石油輸出国機構(OPEC)と非加盟の主要参加国が専門家会合をアブダビで、7・8日に開催しています。 

市場の織り込み方は

(1) 減産延長や

(2)減産規模の拡大

への期待から、

(1)先ず、原油価格が下げ止まり

(2) 資源国通貨、豪ドル・NZドル、加ドル等、が買い優先となり

(3) 原油安定化からリスク・オンの円売りが先行し

(4)米10年債利回りは上昇しやすくなりドル買いに作用するでしょう。

もしこの会合で、具体的な原油安定化へのコミュニュケが出ない場合には失望から、また会合後には勿論材料出尽くしという事もあり、

(1)原油価格安、

(2)資源国通貨安、

(3)リスク・オフの円買い

という波乱余地を想定すべきでしょう。

もともと今の減産合意は、2016年11月30日に行われたOPEC総会での減産合意を、2017年5月25日のOPEC総会で、9か月延長で合意したものです。それでも原油価格が上向かない現実に今回の会合となっています。

その現行の減産合意を見てみると

(1)OPECが、3300万バレル/日(29%)の内、−120万バレル/日 

(2)ロシアが、1154万バレル/日(10%)の内、−30万バレル/日 

(3)非OPECが、5650万バレル/日(50%)の内、−60万バレル/日

一方で

(4)米国は、1235万バレル/日(11%)なのに、+150万バレル/日 

と減産には同調していません。むしろシェールオイルの採掘に関する技術革新から、採算水準が相当安くなったので逆に増産の一途です。

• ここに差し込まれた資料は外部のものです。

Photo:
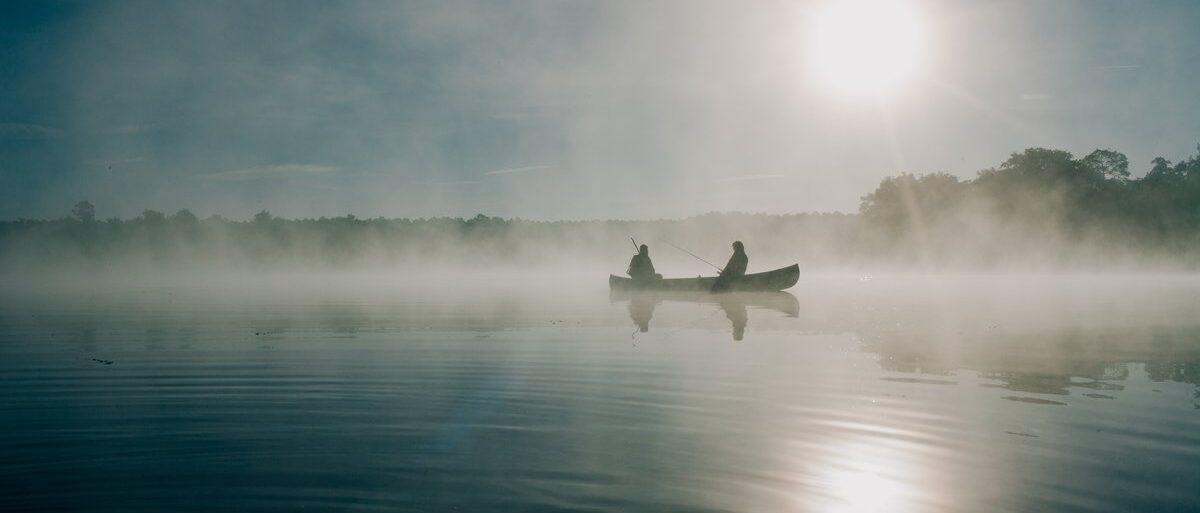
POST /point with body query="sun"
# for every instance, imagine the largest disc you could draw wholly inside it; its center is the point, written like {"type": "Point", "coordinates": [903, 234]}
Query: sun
{"type": "Point", "coordinates": [865, 47]}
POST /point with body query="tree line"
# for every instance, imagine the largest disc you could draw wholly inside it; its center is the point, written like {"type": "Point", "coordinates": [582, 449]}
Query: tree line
{"type": "Point", "coordinates": [1038, 209]}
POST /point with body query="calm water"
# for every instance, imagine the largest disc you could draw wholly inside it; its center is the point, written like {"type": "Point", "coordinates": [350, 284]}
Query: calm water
{"type": "Point", "coordinates": [847, 394]}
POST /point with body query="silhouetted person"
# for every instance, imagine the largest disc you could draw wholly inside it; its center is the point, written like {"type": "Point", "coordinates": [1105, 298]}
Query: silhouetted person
{"type": "Point", "coordinates": [641, 267]}
{"type": "Point", "coordinates": [733, 270]}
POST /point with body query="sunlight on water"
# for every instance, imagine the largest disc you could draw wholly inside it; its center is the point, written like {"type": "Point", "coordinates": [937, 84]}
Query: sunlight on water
{"type": "Point", "coordinates": [906, 394]}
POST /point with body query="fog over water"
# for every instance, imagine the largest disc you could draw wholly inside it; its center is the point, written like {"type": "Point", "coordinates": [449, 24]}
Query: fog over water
{"type": "Point", "coordinates": [348, 255]}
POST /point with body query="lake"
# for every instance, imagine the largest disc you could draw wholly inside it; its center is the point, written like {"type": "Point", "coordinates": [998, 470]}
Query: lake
{"type": "Point", "coordinates": [847, 393]}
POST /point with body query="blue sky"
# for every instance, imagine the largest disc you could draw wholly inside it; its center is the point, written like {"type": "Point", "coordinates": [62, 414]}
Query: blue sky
{"type": "Point", "coordinates": [556, 109]}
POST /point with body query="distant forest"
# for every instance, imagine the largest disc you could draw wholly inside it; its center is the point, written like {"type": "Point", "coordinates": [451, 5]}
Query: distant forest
{"type": "Point", "coordinates": [1038, 210]}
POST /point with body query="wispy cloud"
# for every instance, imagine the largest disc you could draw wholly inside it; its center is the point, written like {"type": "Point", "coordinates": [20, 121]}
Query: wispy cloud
{"type": "Point", "coordinates": [102, 162]}
{"type": "Point", "coordinates": [526, 169]}
{"type": "Point", "coordinates": [127, 130]}
{"type": "Point", "coordinates": [748, 177]}
{"type": "Point", "coordinates": [274, 171]}
{"type": "Point", "coordinates": [28, 132]}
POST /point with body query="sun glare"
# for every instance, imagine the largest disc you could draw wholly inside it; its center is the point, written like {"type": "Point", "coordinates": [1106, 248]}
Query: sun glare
{"type": "Point", "coordinates": [865, 46]}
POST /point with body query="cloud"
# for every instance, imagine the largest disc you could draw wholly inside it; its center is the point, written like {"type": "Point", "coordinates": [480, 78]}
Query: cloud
{"type": "Point", "coordinates": [117, 161]}
{"type": "Point", "coordinates": [28, 132]}
{"type": "Point", "coordinates": [274, 171]}
{"type": "Point", "coordinates": [748, 177]}
{"type": "Point", "coordinates": [526, 169]}
{"type": "Point", "coordinates": [127, 130]}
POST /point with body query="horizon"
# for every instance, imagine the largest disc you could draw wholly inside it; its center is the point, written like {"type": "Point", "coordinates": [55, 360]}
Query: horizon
{"type": "Point", "coordinates": [583, 110]}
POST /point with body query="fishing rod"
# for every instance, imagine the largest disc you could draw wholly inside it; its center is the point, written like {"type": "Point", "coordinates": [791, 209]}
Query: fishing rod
{"type": "Point", "coordinates": [694, 255]}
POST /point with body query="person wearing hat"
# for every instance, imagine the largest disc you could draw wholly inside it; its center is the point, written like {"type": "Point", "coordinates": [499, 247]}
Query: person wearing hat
{"type": "Point", "coordinates": [641, 267]}
{"type": "Point", "coordinates": [735, 269]}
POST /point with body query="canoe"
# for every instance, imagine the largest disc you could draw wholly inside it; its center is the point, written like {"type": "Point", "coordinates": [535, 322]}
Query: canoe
{"type": "Point", "coordinates": [778, 279]}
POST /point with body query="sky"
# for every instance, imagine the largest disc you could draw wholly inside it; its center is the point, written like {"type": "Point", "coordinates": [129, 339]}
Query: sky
{"type": "Point", "coordinates": [556, 109]}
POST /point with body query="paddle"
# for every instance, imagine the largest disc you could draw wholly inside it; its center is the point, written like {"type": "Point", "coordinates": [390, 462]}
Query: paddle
{"type": "Point", "coordinates": [694, 255]}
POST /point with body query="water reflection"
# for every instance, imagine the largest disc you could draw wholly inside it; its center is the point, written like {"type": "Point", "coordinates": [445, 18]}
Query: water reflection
{"type": "Point", "coordinates": [733, 305]}
{"type": "Point", "coordinates": [846, 400]}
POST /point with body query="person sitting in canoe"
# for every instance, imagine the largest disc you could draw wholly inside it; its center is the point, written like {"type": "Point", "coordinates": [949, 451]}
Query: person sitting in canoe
{"type": "Point", "coordinates": [733, 270]}
{"type": "Point", "coordinates": [641, 267]}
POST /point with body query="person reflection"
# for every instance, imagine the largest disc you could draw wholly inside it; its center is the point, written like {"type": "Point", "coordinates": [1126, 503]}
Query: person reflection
{"type": "Point", "coordinates": [641, 309]}
{"type": "Point", "coordinates": [736, 312]}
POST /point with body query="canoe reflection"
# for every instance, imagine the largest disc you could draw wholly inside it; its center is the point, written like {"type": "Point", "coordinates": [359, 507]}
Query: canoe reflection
{"type": "Point", "coordinates": [642, 303]}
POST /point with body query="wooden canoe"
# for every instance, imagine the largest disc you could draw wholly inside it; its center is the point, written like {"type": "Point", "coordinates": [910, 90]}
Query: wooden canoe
{"type": "Point", "coordinates": [778, 279]}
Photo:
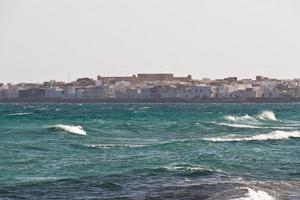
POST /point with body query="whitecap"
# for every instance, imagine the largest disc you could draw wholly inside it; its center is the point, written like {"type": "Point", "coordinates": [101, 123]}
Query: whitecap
{"type": "Point", "coordinates": [267, 115]}
{"type": "Point", "coordinates": [19, 114]}
{"type": "Point", "coordinates": [256, 195]}
{"type": "Point", "coordinates": [239, 118]}
{"type": "Point", "coordinates": [104, 146]}
{"type": "Point", "coordinates": [69, 129]}
{"type": "Point", "coordinates": [275, 135]}
{"type": "Point", "coordinates": [238, 125]}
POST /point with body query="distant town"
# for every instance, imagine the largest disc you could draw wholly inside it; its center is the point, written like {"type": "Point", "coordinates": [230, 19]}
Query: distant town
{"type": "Point", "coordinates": [153, 88]}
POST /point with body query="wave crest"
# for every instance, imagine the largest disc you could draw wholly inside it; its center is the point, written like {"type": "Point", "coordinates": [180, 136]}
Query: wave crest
{"type": "Point", "coordinates": [267, 115]}
{"type": "Point", "coordinates": [275, 135]}
{"type": "Point", "coordinates": [256, 195]}
{"type": "Point", "coordinates": [69, 129]}
{"type": "Point", "coordinates": [264, 115]}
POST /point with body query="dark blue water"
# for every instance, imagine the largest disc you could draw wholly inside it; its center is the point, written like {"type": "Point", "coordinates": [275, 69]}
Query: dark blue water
{"type": "Point", "coordinates": [150, 151]}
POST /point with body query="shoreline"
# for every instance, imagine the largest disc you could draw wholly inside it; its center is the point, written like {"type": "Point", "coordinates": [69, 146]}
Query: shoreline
{"type": "Point", "coordinates": [153, 100]}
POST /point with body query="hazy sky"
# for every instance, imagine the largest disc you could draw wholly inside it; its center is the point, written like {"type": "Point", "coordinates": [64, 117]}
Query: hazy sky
{"type": "Point", "coordinates": [42, 40]}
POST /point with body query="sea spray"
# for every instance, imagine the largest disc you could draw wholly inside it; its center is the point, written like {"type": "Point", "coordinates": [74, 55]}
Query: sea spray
{"type": "Point", "coordinates": [267, 115]}
{"type": "Point", "coordinates": [275, 135]}
{"type": "Point", "coordinates": [264, 115]}
{"type": "Point", "coordinates": [256, 195]}
{"type": "Point", "coordinates": [69, 129]}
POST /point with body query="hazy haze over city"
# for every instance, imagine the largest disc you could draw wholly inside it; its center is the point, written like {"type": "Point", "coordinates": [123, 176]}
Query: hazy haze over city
{"type": "Point", "coordinates": [43, 40]}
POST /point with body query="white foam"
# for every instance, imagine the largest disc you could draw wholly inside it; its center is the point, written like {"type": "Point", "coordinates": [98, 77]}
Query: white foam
{"type": "Point", "coordinates": [239, 118]}
{"type": "Point", "coordinates": [238, 125]}
{"type": "Point", "coordinates": [70, 129]}
{"type": "Point", "coordinates": [18, 114]}
{"type": "Point", "coordinates": [104, 146]}
{"type": "Point", "coordinates": [256, 195]}
{"type": "Point", "coordinates": [264, 115]}
{"type": "Point", "coordinates": [267, 115]}
{"type": "Point", "coordinates": [275, 135]}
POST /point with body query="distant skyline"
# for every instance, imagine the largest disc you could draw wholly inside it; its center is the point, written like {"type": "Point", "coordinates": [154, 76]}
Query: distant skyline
{"type": "Point", "coordinates": [45, 40]}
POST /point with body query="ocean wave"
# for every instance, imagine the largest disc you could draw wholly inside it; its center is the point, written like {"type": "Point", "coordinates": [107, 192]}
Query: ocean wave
{"type": "Point", "coordinates": [104, 146]}
{"type": "Point", "coordinates": [256, 126]}
{"type": "Point", "coordinates": [69, 129]}
{"type": "Point", "coordinates": [264, 115]}
{"type": "Point", "coordinates": [238, 125]}
{"type": "Point", "coordinates": [275, 135]}
{"type": "Point", "coordinates": [239, 118]}
{"type": "Point", "coordinates": [256, 195]}
{"type": "Point", "coordinates": [267, 115]}
{"type": "Point", "coordinates": [19, 114]}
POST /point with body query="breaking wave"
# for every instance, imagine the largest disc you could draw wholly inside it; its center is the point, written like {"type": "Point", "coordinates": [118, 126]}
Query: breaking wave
{"type": "Point", "coordinates": [238, 125]}
{"type": "Point", "coordinates": [256, 195]}
{"type": "Point", "coordinates": [105, 146]}
{"type": "Point", "coordinates": [267, 115]}
{"type": "Point", "coordinates": [264, 115]}
{"type": "Point", "coordinates": [275, 135]}
{"type": "Point", "coordinates": [238, 118]}
{"type": "Point", "coordinates": [69, 129]}
{"type": "Point", "coordinates": [19, 114]}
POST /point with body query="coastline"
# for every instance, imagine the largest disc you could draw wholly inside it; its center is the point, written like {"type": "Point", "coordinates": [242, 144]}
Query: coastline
{"type": "Point", "coordinates": [154, 100]}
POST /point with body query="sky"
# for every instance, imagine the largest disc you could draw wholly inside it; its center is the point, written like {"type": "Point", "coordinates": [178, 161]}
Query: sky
{"type": "Point", "coordinates": [68, 39]}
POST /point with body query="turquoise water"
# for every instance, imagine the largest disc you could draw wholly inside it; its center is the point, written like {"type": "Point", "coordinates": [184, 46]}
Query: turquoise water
{"type": "Point", "coordinates": [150, 151]}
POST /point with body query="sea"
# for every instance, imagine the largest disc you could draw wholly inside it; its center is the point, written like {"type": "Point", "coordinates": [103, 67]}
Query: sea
{"type": "Point", "coordinates": [150, 151]}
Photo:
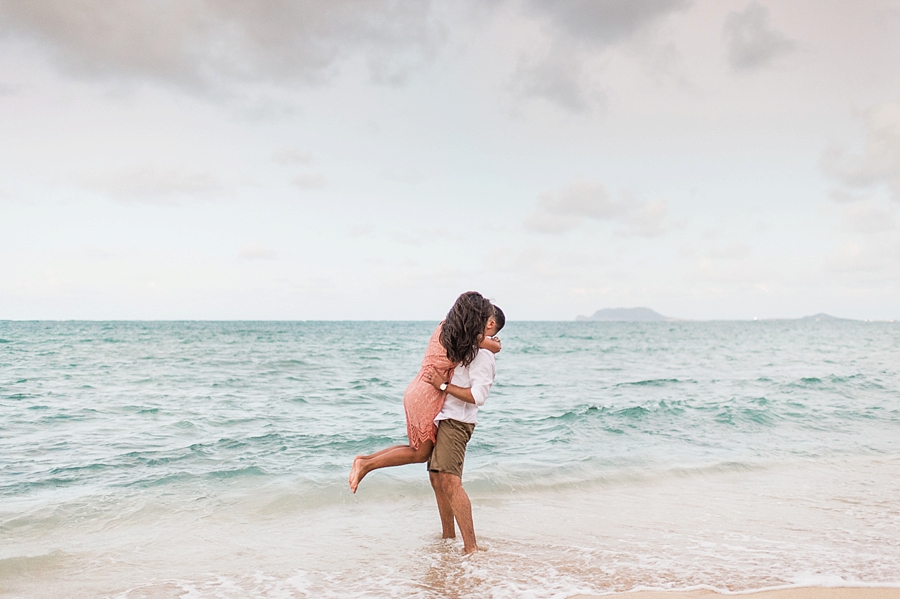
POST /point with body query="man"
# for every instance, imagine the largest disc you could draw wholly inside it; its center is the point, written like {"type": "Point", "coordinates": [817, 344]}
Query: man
{"type": "Point", "coordinates": [467, 390]}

なので、供給サイドの減産合意として話し合いがまとまったとしても、米国の増産が、減産分の量を相殺してしまっている現実と需要サイドの、例えば中国からの需要増加が見込めなければ、やはり原油価格は弱含みのままという状況に変わりは無く、原油価格は今後もバレル40〜55ドルの水準で推移してゆくと想定します。

それでも原油価格が底割れせずにその水準に安定すれば、円安・ドル高要因として働くと見ます。